Much like the writer of The Spoon Theory, those of us in post concussion land experience life daily as spoon counters. Unlike those of you neurotypical people who have an endless supply of spoons, and therefore energy, we live in a world where our spoons are limited.
Many things effect the number of spoons I have each day.
- The amount of sleep I got the night before
- The quality of sleep I had the night before
- The amount of coffee I've had, (it's a delicate balance before i jitter)
- Whether I've taken my adderall (for those playing along, I am prescribed amphetamines to try to make me more alert)
- My body temperature, (easily influenced by humidity)
- Stress, because why would I have any reason to be stressed?
- Cognitive strain-- conversations, mental tasks like attempting to balance a check book
- Emotional Strain-- can be rational or irrational
- When I ate last
- Sensory Overload- loud noises, repetitive noises, bright lights, fluorescent lights, etc.
I could go on and on. Today started with a smaller amount of spoons than usual, due to the cognitive strain of having to do school work for the past 3 weeks to finish incompletes from the semester of my accident. I went to bed later than usual, (goodbye to more spoons).
I had my usual, yogurt, coffee, vitamin B complex and adderall for breakfast. I know that I now have 4 hours or so to accomplish something on the easy side. I decide to take Maggie for a brief walk. After I take a break inside to cool off.
As it was still cool out, I spend some time in the garden weeding. However, this means a dirty butt, because I can't bend forward from the waist or on my hands and knees without getting dizzy. With multiple water breaks, I am able to finish the task. This makes me feel a little bit better about life, as I can visually see the progress I've made while weeding.
I shower to get all the dirt off from weeding, but this in itself costs some spoons. Showers and their steam always cost me some spoons. I decide to do a quick dry of my hair, as I hate having wet hair, but a full hair styling will cost too many spoons.
I then get to spend time, and pretty much the rest of the day's spoons applying for 4 jobs, based on the criteria for unemployment. The kicker? I'm too disabled to do anything, but until a hearing for disability occurs, I have to use unemployment to keep things going. I'd be willing to try something if it was in my abilities, but as it turns out, there aren't many people hiring for a person to file papers, in a dark room, for a couple of hours a day, without having to interact with people and have the ability to take naps on the job.

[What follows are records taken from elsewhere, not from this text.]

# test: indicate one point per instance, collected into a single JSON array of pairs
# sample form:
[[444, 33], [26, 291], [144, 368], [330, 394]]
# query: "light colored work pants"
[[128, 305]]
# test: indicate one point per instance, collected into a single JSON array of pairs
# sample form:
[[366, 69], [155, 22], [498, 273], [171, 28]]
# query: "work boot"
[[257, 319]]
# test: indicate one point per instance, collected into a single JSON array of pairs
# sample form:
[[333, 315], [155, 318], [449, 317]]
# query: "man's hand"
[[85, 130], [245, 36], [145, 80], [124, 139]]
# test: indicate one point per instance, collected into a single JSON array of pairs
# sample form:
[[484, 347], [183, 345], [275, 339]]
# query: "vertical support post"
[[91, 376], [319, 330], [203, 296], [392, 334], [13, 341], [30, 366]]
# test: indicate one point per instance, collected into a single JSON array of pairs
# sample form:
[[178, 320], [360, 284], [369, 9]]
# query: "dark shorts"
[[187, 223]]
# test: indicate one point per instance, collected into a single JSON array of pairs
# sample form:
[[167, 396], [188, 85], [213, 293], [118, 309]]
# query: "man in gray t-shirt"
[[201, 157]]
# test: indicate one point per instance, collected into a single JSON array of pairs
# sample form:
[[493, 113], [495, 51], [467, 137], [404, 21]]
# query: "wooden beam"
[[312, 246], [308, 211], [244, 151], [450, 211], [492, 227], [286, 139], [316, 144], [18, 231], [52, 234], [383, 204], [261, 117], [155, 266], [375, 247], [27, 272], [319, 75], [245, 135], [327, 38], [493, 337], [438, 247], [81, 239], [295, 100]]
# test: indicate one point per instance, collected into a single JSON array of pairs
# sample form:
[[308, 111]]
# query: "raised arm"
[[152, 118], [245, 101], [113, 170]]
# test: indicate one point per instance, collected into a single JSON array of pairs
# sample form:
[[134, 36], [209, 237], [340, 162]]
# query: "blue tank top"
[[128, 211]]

Having to apply for those 4 jobs uses up almost all of my spoons: I have to read through job descriptioins a couple of times, to consider if there is even a chance I could do the job. It requires reading the paper and transfering information onto envelopes and the worksheet I have to fill out. I have to print out my resume and then put together the envelope to send to the company. This time of year, I get easily depressed as many of the ads have to do with teaching positions, that I can't apply for, because I'm too disabled. Then, comes the guilt of knowing that no matter how hard I want to, I'm not really capable of anything gainful or meaningful employment.
I'm sure there are people out there who don't mind abusing the system, getting money for disability, when they are capable of work. However, I hate that people make that assumption about all people who are disabled. Believe me, most of us HATE not being able to provide for ourselves. It's a huge hit to your self-esteem, and for me, a stealer of many spoons.
That's it. That's my whole day. Almost all of my spoons. I use the final ones to write this post. I'll spend the rest of the evening staring off into space and napping until bed time.
There is so much more I need to get done, but there are never enough spoons. It's a horrible way to live your life.